Supreme Court of Washington Issues Landmark Ruling, Confirming Private Ownership of Aquatic Lands

A unanimous Washington State Supreme Court ruling has found in favor of property owners in a landmark decision. The Court issued its opinion January 25, 2024, that confirms that a federal railroad easement granted prior to Washington becoming a state did not prevent the State from taking title to aquatic lands at statehood. As a result, the State took title to those aquatic lands at statehood and effectively conveyed them years later to private owners whose successors continue to own and enjoy them today.

Randall Olsen and the Cairncross & Hempelmann legal team represent 6 of the 8 property owners along the eastern shore of Lake Sammamish who were sued by King County in Federal District Court in January 2020. Based on a 1958 deed from the State of Washington, the property owners own the underwater aquatic lands next to their properties and many have docks built on those lands that they have used for decades to access and enjoy Lake Sammamish.

The County’s lawsuit claimed that King County owned the underwater aquatic lands. The County claimed ownership based on a railroad right-of-way the County acquired in 1998 and converted into the East Lake Sammamish Trail. The County’s lawsuit claimed that the County owns not only the land on which the Trail was built, but also the aquatic lands next to the Trail. The lawsuit claims that the property owners’ docks were trespassing on the County’s land and asked the Court to eject the property owners from those lands and require them to remove their docks at their own cost.
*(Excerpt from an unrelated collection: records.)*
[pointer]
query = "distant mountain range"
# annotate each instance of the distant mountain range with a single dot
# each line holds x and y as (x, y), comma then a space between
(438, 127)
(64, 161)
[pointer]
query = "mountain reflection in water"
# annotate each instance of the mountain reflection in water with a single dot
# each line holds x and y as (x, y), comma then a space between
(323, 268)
The County argued that the County’s right-of-way along the shore of Lake Sammamish stemmed from a federal grant that was effective before Washington became a State, and so the 200-foot right-of-way granted by the federal government included both the federal land above the lake and the underwater aquatic lands within 100 feet of the tracks. The County also argued that the federal grant of the right-of-way was a patent from the federal government to the railroad for the aquatic lands, and the State of Washington’s Constitution disclaims the State’s ownership of aquatic lands when they were “patented by the United States” prior to statehood.

The Supreme Court issued its opinion that clearly and definitively confirms that the County’s railroad right-of-way was not “patented by the United States,” the disclaimer did not apply, the State took title to the aquatic lands at statehood, and those lands are presently owned by the landowners, not King County.

Cairncross & Hempelmann’s legal team, led by Randall Olsen, is extremely satisfied with the Court’s decision. “This case is a significant win for everyone in the State of Washington who owns waterfront property with a dock or rights to access the water.”

Randall Olsen was supported by Cairncross attorneys Steve VanDerhoef and Jonathan Tebbs, Cairncross legal assistant Rachel Wang, and was joined by Joe Panesko of the Washington State Office of the Attorney General Public Lands and Conservation Division, Van Ness Feldman on behalf of the Pacific Coast Shellfish Growers, Richard Stephens of Stephens & Klinge, and the Davis Wright Tremaine firm.